Let $L$ be the laplacian matrix of a graph $G$, i.e. $L = D - A$, where $D$ is the degree matrix, and $A$ the adjacency matrix. Let $v_i$ be an eigenvector of $L$. Let $x,y$ be two vertices of the graph $G$. Then, if $x,y$ are closely connected, are the $x^{th}$ and $y^{th}$ rows of $v_i$ close/similar for all $i$ ?
If yes, why? how? If not, then, how can this article be explained?
I'll try to provide a brief write up of the article linked above. The following problem is presented :
Let us consider an example. Suppose we have hundred balls, of different sizes, and each of them has a distinct colour which is indicated by a hex colour code, an integer from 000000 to ffffff. We would like to divide them into three groups based on their colour and volume or size, such that all the groups are of similar size and any pair of balls in a group have similar colour, i.e. the difference in their hex colour codes is small and similar radius measurement.

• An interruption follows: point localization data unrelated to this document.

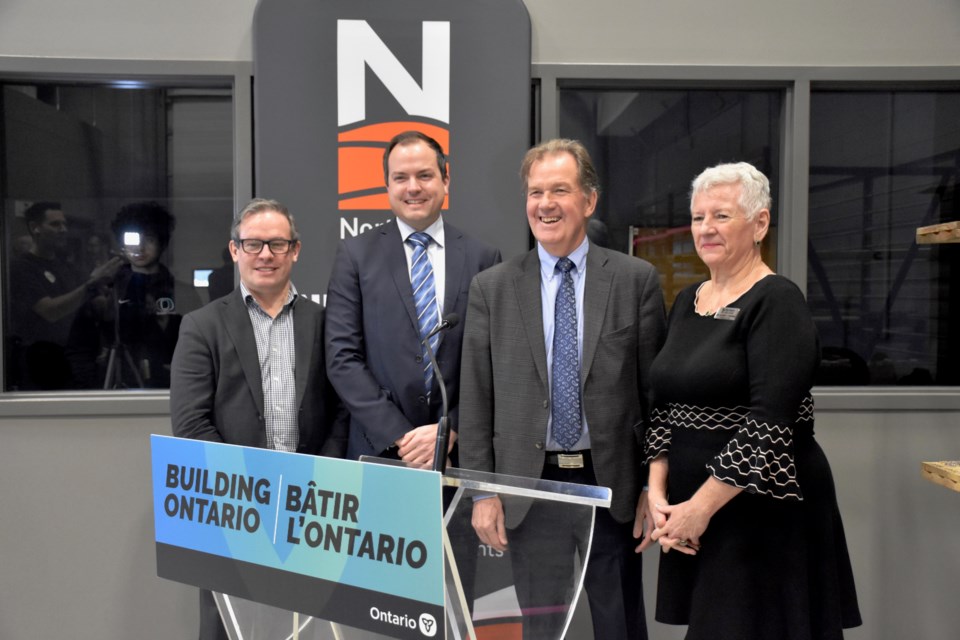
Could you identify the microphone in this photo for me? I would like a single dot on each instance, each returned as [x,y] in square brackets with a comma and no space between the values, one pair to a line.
[449,321]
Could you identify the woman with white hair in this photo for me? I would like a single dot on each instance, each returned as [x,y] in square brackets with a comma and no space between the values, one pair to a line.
[742,495]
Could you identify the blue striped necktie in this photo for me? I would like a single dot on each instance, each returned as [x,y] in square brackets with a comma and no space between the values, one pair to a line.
[424,298]
[565,383]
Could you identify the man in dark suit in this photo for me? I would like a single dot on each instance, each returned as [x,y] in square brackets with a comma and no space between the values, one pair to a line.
[375,323]
[566,311]
[249,368]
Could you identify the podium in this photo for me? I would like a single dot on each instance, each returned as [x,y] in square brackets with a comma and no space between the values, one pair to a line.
[528,591]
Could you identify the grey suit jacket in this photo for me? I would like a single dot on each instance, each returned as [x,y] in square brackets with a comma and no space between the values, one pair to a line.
[373,339]
[215,388]
[505,395]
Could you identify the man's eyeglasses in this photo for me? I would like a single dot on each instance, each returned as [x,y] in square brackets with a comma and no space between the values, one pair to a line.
[278,246]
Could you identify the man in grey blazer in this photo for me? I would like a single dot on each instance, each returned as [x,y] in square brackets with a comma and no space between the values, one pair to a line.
[249,368]
[513,421]
[374,354]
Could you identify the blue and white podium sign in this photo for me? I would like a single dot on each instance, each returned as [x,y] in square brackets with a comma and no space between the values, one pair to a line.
[358,544]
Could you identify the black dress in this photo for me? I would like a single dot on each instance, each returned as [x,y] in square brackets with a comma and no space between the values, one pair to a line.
[733,401]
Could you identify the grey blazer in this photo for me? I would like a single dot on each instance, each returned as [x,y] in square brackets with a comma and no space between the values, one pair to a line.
[215,388]
[504,390]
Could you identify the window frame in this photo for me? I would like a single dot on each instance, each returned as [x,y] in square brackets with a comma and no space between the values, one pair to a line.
[238,76]
[797,84]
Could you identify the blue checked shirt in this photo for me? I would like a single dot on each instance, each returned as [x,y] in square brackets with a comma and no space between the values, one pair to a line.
[275,351]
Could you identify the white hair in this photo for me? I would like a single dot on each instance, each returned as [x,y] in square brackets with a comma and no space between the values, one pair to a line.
[754,186]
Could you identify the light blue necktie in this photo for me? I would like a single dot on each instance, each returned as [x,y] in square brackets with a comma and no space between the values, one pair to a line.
[565,383]
[425,299]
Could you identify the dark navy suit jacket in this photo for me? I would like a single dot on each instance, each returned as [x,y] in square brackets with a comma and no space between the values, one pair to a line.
[373,341]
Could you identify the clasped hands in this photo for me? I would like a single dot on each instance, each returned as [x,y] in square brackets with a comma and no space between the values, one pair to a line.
[678,526]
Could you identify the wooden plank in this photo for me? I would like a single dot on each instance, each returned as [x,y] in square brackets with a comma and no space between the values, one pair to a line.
[946,474]
[938,233]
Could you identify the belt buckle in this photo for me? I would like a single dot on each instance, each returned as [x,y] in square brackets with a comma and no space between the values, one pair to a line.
[570,460]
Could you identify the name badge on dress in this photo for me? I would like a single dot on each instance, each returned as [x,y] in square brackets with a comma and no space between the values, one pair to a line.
[726,313]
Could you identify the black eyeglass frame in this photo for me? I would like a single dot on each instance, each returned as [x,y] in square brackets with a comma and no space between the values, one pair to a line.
[278,246]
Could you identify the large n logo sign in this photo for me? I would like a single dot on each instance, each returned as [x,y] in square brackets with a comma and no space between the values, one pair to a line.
[360,142]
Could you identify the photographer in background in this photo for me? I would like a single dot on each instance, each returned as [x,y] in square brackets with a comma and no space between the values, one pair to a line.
[46,292]
[125,337]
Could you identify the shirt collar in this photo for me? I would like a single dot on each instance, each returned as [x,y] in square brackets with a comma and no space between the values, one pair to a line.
[435,231]
[548,263]
[292,296]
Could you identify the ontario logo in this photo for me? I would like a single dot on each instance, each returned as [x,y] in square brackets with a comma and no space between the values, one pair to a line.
[426,623]
[426,107]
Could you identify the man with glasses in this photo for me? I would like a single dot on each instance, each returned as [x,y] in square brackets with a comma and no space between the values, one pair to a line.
[264,332]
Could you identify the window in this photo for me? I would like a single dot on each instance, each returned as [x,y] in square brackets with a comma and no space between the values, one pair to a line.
[115,196]
[882,164]
[649,144]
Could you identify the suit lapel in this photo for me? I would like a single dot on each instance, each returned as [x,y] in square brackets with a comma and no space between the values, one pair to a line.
[240,331]
[303,338]
[527,284]
[391,244]
[596,294]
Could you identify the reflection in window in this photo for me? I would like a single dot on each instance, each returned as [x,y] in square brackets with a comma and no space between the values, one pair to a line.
[882,164]
[649,144]
[112,200]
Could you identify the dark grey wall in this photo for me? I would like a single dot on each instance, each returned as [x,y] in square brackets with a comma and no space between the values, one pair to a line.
[296,114]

This task begs for a solution using the approach of clustering.
To solve this problem, k-means is not a good idea as it does not take into consideration cluster connectivity. Thus, we take a look at spectral clustering technique.
Again, quoting from the article : (this is where I am facing problem)
Spectral Clustering is a clustering technique where the eigenvectors of the laplacian of similarity graph are studied to cluster data points. The intuition is that spectral clustering unlike k-means observes connectivity in the similarity graph. Therefore if two data points $x_i$ and $x_j$ belong to the same cluster then the row vectors of the k-eigenvector matrix are expected to be close by.
The article then goes on to explain an algorithm for spectral clustering and how it gives better results.
In the above figure, the first is a plot of the data points, the second is a plot of the rows of the matrix whose columns are the second and third eigenvector of laplacian. The weights used to build the similarity matrix is $e^{−\frac{(dist(x_i,x_j))^2}{2σ^2}}$.